Photo: Duc Anh
$135 million added to bad debts since December 31, 2015.
Total bad debts held by Vietnam’s largest bank, the Bank for Investment and Development of Vietnam (BIDV), have increased over the last six months and now pose a greater risk for the bank, its first half report reveals.
Its bad debts stood at VND13 trillion ($582.79 million) by the end of June, VND3 trillion ($134.44 million) higher than on December 31, 2015. “The figure has increased 31 per cent since December,” the report stated.
Of this, about half have been classified as non-performing loans, totaling VND6.3 trillion ($282.42 million), which are “unable to be retrieved”. Another VND2.3 trillion ($103.1 million), or 18 per cent, was classified as “doubtful” and may become bad debts at some point in the future.
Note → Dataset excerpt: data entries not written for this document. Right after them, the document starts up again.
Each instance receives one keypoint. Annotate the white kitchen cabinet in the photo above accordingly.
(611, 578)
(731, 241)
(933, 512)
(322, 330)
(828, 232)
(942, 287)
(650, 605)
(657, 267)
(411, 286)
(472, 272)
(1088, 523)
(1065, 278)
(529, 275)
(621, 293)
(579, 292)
BIDV’s risk provision was therefore reported at VND4.52 trillion ($202.63 million), an increase of 30 per cent against December 31.
Total assets reached VND930 trillion ($41.7 billion), 9.3 per cent higher than December 31, remaining unchanged as the highest in Vietnam’s banking sector.
Pre-tax profit in the first half was VND3.31 trillion ($148.38 million), up 6.3 per cent year-on-year.
Banking services earned the most profit, of VND1.15 trillion ($51.55 million), 10 per cent higher than in the same period last year. Its foreign currency trading also saw impressive results, with profit at VND205 billion ($9.19 million), an increase of 300 per cent year-on-year.
Net profit from securities trading reached VND222 billion ($9.95 million), compared to a loss of VND134 of billion ($6 million) in the first half of last year. Net losses from securities investment were VND85 billion ($3.81 million) while it turned a profit of VND46 billion ($2.06 million) in the same period last year.
Net profit from other business activities fell significantly, standing at VND757 billion ($33.93 million) in the first half, down 37 per cent year-on-year.
Ratings agency Moody’s said in May that BIDV was among a number of Vietnamese banks that could be exposed to risks after providing loans to the Hoang Anh Gia Lai Group (HAGL). “BIDV has the largest exposure to HAGL among Vietnam’s banks, with loans and bonds comprising a high 27 per cent of the bank’s tangible common equity (TCE) at the end of March 2016,” Moody’s said.
Short-term outstanding debt at BIDV in the first half reached VND362.48 trillion ($16.24 billion), 6 per cent higher than on December 31, while long-term outstanding debt reached VND209.92 trillion ($9.41 billion), 20 per cent higher.
In the first half BIDV set credit risk provisions of VND4.52 trillion ($202.63 million), 30 per cent higher than in the same period last year.
Its outstanding credit at the end of the second quarter totaled VND680 trillion ($30.48 billion), an increase of 8.3 per cent against the beginning of the year. Total capital mobilization from customers in the first half reached over VND747 trillion ($33.48 billion), up 13 per cent compared to December 31.
BIDV recently received some positive news, with its share being added to the VN30-Index in late July, while the Myanmar Government approved it opening a branch in the country with initial investment of $85 million.